← All one-liners·#012·analysis·self contained·power

JSON from curl → DuckDB analysis via /dev/stdin

Pipe Reddit / HN / GitHub JSON straight into DuckDB's read_json_auto — SQL aggregations on live API data, no temp files.

Setup
  • → brew install duckdb
Cost per run
free
The one-liner
$ curl -s "https://hn.algolia.com/api/v1/search?query=duckdb&hitsPerPage=100" \
  | jq '.hits' \
  | duckdb -markdown -c "
      SELECT author,
             COUNT(*)        AS posts,
             SUM(points)     AS total_score,
             ROUND(AVG(points), 1) AS avg_score
      FROM read_json_auto('/dev/stdin')
      WHERE points IS NOT NULL
      GROUP BY 1
      ORDER BY total_score DESC
      LIMIT 10
    "
What each stage does
  1. [01] curlcurl -s "https://hn.algolia.com/api/v1/search?query=duckdb&hitsPerPage=100"
    100 hits from HN's Algolia index.
  2. [02] jqjq '.hits'
    Strip the envelope — DuckDB's read_json_auto wants a flat array, not the {hits:[...], page:0, ...} wrapper.
  3. [03] duckdbduckdb -markdown -c "…"
    -markdown formats the result as a GitHub-style markdown table — perfect for pasting into a doc or piping further.
  4. [04] duckdbFROM read_json_auto('/dev/stdin')
    Read JSON from stdin like a table.

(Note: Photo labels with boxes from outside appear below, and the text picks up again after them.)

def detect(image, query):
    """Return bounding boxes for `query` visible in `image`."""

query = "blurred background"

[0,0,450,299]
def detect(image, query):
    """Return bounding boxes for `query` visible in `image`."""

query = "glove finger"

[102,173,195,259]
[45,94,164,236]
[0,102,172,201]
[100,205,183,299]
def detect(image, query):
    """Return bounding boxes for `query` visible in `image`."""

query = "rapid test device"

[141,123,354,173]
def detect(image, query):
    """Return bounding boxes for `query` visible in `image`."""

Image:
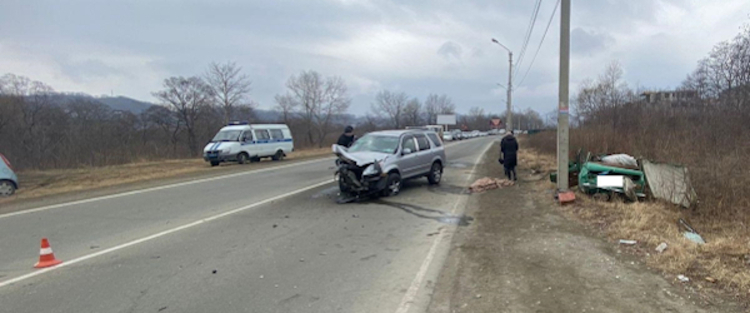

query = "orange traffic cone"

[34,238,62,268]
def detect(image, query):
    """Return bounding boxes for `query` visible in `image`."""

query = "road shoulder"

[428,147,742,312]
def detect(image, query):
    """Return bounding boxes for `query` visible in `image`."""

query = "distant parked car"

[203,122,294,166]
[0,154,18,197]
[443,132,456,141]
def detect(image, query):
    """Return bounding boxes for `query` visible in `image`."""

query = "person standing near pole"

[500,130,518,181]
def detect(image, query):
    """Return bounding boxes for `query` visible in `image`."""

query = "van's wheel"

[237,152,249,164]
[427,162,443,185]
[0,180,16,197]
[381,173,401,197]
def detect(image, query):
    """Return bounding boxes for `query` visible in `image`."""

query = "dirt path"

[428,152,743,312]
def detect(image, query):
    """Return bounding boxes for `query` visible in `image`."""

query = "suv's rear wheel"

[381,173,401,197]
[427,162,443,185]
[339,175,352,194]
[0,180,16,197]
[237,152,249,164]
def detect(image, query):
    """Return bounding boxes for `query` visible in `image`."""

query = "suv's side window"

[427,133,443,147]
[242,130,253,141]
[255,129,271,140]
[401,136,417,152]
[271,129,284,140]
[414,134,430,151]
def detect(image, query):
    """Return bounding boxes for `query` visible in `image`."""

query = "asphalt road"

[0,137,497,312]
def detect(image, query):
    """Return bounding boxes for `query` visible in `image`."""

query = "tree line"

[568,19,750,219]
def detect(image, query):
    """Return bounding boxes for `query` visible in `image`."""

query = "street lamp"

[492,38,513,133]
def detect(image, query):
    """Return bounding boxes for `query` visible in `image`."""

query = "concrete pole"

[557,0,570,192]
[505,51,513,134]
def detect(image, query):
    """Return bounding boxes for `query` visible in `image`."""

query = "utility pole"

[557,0,570,192]
[506,50,513,134]
[492,38,513,134]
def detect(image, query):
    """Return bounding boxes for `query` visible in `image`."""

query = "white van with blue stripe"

[203,123,294,166]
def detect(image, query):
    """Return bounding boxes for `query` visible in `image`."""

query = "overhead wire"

[516,0,560,88]
[513,0,542,78]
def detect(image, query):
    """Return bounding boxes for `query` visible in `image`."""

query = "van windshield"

[211,130,242,142]
[349,135,398,154]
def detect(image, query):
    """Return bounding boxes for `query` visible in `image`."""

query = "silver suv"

[333,130,446,196]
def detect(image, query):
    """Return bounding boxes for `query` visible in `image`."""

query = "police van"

Schema is inferred from the first ~16K rows. Works because DuckDB treats stdin as a regular file path on Unix.
Expected output (sample)
| author      | posts | total_score | avg_score |
|-------------|-------|-------------|-----------|
| jhanschoo   |    7  |        842  |    120.3  |
| simonw      |    5  |        618  |    123.6  |
| ...         |  ...  |        ...  |     ...   |
Caveats & tips
  • If stdin is small (<100 rows), DuckDB might infer types wrong — add explicit `columns := {col: 'INTEGER', …}` to read_json_auto.
  • For Reddit JSON (deeply nested), use `jq '.data.children | map(.data)'` to flatten first.